Credit Union Real Estate: Walmart vs. Target?

Several months after making the decision to open a branch in a new market — and with your board fully behind the endeavor — you’re nearly ready to select a site. After a thorough search, you’ve narrowed your selection to two locations. One near a successful Walmart and the other near a busy Target.

Which do you choose? And this is where the data can get tricky, if not downright misleading.

Of course you consider your ideal prospective membership base: Educators — predominately female – in a certain income range. And in this rapidly growing suburban market, Millennials – ages 25-44 — are also right in your sweet spot. Hmmm …

Among the prized Millennial segment, Target is the retailer-of-choice. So, with the strongest earning years ahead for many of your prospective members, the Target location seems like a good bet.

But wait. Even though Target is favored by Millennials, the most common Walmart shopper profile is a 46-year old female with an above-average household income of $76,000. Yes, she’s technically outside the Millennial moniker, but not by much.

A tough call that might come down to coin flip. But here’s another consideration: Turns out that loyal Walmart customers shop the store more than twice as often as the loyal Target customer shops at Target.

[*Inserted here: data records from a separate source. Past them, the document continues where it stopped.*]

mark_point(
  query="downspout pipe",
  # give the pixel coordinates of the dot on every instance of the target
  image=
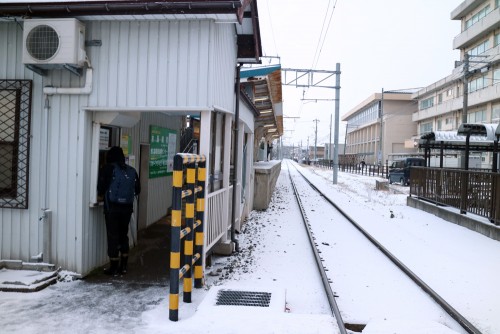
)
(85, 90)
(235, 157)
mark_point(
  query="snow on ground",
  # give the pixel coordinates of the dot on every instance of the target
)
(461, 265)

And since shopping and banking trips are so closely connected … well, do the math.

And here’s a final demographic byte to chew on.

Peter Francese, founder of American Demographics magazine, states that Millennials got the short end of the stick compared to Baby Boomers. “The first thing that saddled them was $1.5 trillion in student debt. Mortgage lenders look at them and say sorry, you’ve already got a mortgage called a student loan and we’re not able to give you another one.”

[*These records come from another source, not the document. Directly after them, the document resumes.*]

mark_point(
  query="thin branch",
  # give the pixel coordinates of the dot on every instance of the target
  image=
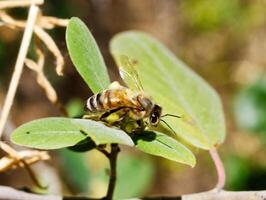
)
(50, 44)
(11, 193)
(33, 13)
(219, 168)
(112, 181)
(12, 160)
(19, 3)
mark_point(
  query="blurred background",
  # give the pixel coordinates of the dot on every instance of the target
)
(223, 40)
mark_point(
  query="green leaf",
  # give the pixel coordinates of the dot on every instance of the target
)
(59, 132)
(174, 86)
(86, 55)
(159, 144)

Personally, as a parent with one in college and two heading that way, that’s distressing. So maybe now the pendulum has swung toward Walmart. How do you decide?

One way is crudely simple. At Rubicon, we put down the spreadsheet and go shopping. We walk the aisles on a Saturday afternoon and survey the customers. Are they our credit union members of today? And perhaps more importantly, are the pre-Millennials – aka Gen Z — the Ideal Members of tomorrow?

While it may seem simplistic, you can learn a lot from this basic human observation. And at the end of the day, that personal connection is often what sets credit unions above and apart from their bank counterparts, as well as sets Rubicon apart from what is routine in the commercial real estate industry.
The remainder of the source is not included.